The proposal, which revives a campaign pledge from earlier this year, takes aim at what Trump characterizes as predatory lending practices by major credit card companies. “We will no longer let the American Public be ripped off by Credit Card Companies that are charging Interest Rates of 20 to 30%,” Trump declared in a statement announcing the initiative.
Banking Industry Pushes Back
The response from the financial sector was swift and unequivocal. A coalition of five banking associations, including the influential American Bankers Association, has warned that such a cap would ultimately harm the very consumers it aims to protect.
What’s the real concern? According to industry representatives, artificially capping interest rates would force lenders to dramatically restrict credit availability, particularly for Americans with less-than-stellar credit histories.

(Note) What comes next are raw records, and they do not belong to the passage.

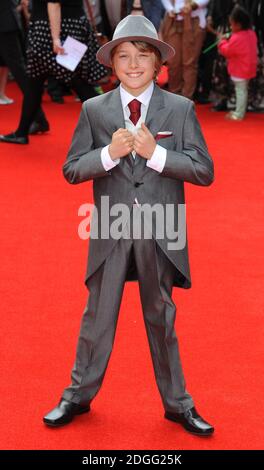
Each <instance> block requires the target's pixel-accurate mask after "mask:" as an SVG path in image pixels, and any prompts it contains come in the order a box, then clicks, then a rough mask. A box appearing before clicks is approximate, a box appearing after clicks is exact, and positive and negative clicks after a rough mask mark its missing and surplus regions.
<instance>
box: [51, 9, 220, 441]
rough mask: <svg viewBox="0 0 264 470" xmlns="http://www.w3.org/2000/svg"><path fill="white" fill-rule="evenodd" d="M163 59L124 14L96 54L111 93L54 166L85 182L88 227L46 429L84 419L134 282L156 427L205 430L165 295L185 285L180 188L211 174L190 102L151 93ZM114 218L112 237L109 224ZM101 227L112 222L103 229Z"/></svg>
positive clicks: (150, 39)
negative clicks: (117, 78) (117, 324)
mask: <svg viewBox="0 0 264 470" xmlns="http://www.w3.org/2000/svg"><path fill="white" fill-rule="evenodd" d="M173 54H174V49H173V48H172V47H171V46H169V45H168V44H166V43H164V42H162V41H160V40H159V39H158V36H157V32H156V30H155V27H154V26H153V24H152V23H151V22H150V21H149V20H147V19H146V18H145V17H143V16H132V15H130V16H128V17H126V18H124V19H123V20H122V21H121V22H120V23H119V24H118V26H117V28H116V30H115V33H114V36H113V40H112V41H110V42H109V43H107V44H105V45H104V46H102V47H101V48H100V50H99V51H98V54H97V58H98V60H99V62H101V63H103V64H105V65H108V66H110V65H111V66H112V68H113V70H114V71H115V73H116V75H117V76H118V78H119V80H120V82H121V84H120V87H119V88H117V89H115V90H113V91H111V92H109V93H106V94H105V95H101V96H99V97H96V98H92V99H90V100H89V101H88V102H85V103H84V104H83V109H82V113H81V116H80V119H79V122H78V125H77V128H76V130H75V133H74V136H73V140H72V144H71V147H70V150H69V153H68V157H67V160H66V162H65V164H64V167H63V172H64V176H65V178H66V179H67V181H69V182H70V183H72V184H77V183H82V182H84V181H88V180H91V179H92V180H93V189H94V203H95V207H96V217H93V222H92V229H91V239H90V249H89V259H88V268H87V273H86V285H87V287H88V289H89V292H90V294H89V300H88V303H87V306H86V308H85V311H84V315H83V319H82V323H81V330H80V335H79V340H78V346H77V355H76V361H75V364H74V367H73V370H72V382H71V384H70V385H69V386H68V387H67V388H66V389H65V390H64V393H63V396H62V398H61V400H60V402H59V404H58V405H57V406H56V407H55V408H54V409H53V410H52V411H51V412H50V413H48V414H47V415H46V416H45V417H44V422H45V424H47V425H48V426H61V425H63V424H66V423H69V422H71V421H72V419H73V418H74V417H75V416H76V415H78V414H81V413H85V412H88V411H89V410H90V403H91V401H92V400H93V398H94V397H95V395H96V394H97V392H98V391H99V389H100V387H101V384H102V381H103V378H104V374H105V371H106V368H107V364H108V361H109V358H110V354H111V350H112V347H113V342H114V336H115V329H116V324H117V318H118V312H119V308H120V303H121V298H122V293H123V288H124V284H125V281H126V280H135V279H138V281H139V288H140V297H141V303H142V308H143V315H144V322H145V326H146V331H147V336H148V340H149V346H150V351H151V357H152V362H153V367H154V372H155V378H156V382H157V385H158V389H159V392H160V395H161V399H162V403H163V406H164V409H165V417H166V418H167V419H170V420H172V421H174V422H177V423H180V424H181V425H182V426H183V427H184V428H185V429H186V430H187V431H189V432H192V433H194V434H197V435H199V436H208V435H211V434H212V433H213V431H214V429H213V427H212V426H211V425H210V424H209V423H207V422H206V421H205V420H204V419H203V418H202V417H201V416H200V415H199V414H198V412H197V410H196V409H195V407H194V402H193V399H192V397H191V395H190V394H189V393H188V392H187V390H186V386H185V379H184V376H183V371H182V366H181V361H180V355H179V348H178V341H177V337H176V333H175V329H174V322H175V314H176V307H175V305H174V303H173V300H172V296H171V295H172V288H173V286H178V287H183V288H189V287H190V286H191V279H190V271H189V262H188V250H187V241H186V233H185V232H186V228H185V219H184V218H183V220H184V221H183V222H182V214H183V211H182V208H184V203H185V201H184V181H188V182H190V183H193V184H197V185H204V186H207V185H209V184H211V183H212V181H213V163H212V160H211V157H210V156H209V154H208V151H207V147H206V144H205V142H204V139H203V136H202V133H201V129H200V126H199V124H198V122H197V119H196V117H195V113H194V110H193V103H192V102H191V101H190V100H188V99H186V98H183V97H180V96H177V95H173V94H172V93H168V92H166V91H163V90H161V89H160V88H159V87H158V86H156V85H155V84H154V79H155V78H156V76H157V74H158V72H159V69H160V67H161V64H162V62H165V61H166V60H167V59H169V58H170V57H172V55H173ZM106 201H107V213H106V207H105V206H106ZM153 209H155V210H153ZM120 210H122V211H123V212H122V221H121V229H120V230H119V229H117V227H119V225H120V223H119V225H118V224H115V223H114V222H117V217H116V216H117V215H118V214H119V212H120ZM106 221H108V222H110V221H112V226H110V230H109V227H108V229H107V227H106ZM175 221H176V222H175ZM174 222H175V223H176V226H177V230H176V231H175V223H174ZM110 225H111V224H110ZM143 229H144V230H143Z"/></svg>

“At the same time, evidence shows that a 10% interest rate cap would reduce credit availability and be devastating for millions of American families and small business owners who rely on and value their credit cards, the very consumers this proposal intends to help,” the banking groups stated in their joint response.
The proposed cap represents one of Trump’s most direct challenges to the financial industry since announcing his return to politics. It comes at a time when many Americans are struggling with record-high credit card balances and interest rates that have climbed steadily following the Federal Reserve’s aggressive campaign against inflation.
Economic Implications
Trump’s team frames the proposal as a simple consumer protection measure that would provide immediate relief to millions of households. Yet economists remain divided on whether such intervention would achieve its intended effects.
The timing of the proposal has raised eyebrows among some financial analysts. Credit card interest rates currently hover near historic highs, with the national average approaching 21% for many consumers. A forced reduction to 10% would represent a seismic shift in the consumer lending landscape.
Banking representatives argue that credit card rates reflect genuine risk assessments, not corporate greed. They suggest that borrowers unable to qualify for traditional credit under a 10% cap would likely turn to payday lenders, pawn shops, and other alternative financial services with potentially more predatory terms.
Still, consumer advocates have long criticized the credit card industry for what they see as excessive interest rates that trap users in cycles of debt. For many working-class Americans facing high-interest payments, the proposed cap might seem like welcome relief regardless of industry warnings.
Whether the proposal will gain traction beyond campaign rhetoric remains to be seen, but it has already accomplished one thing: reigniting the perennial debate about the proper balance between consumer protection and market freedom in America’s financial system.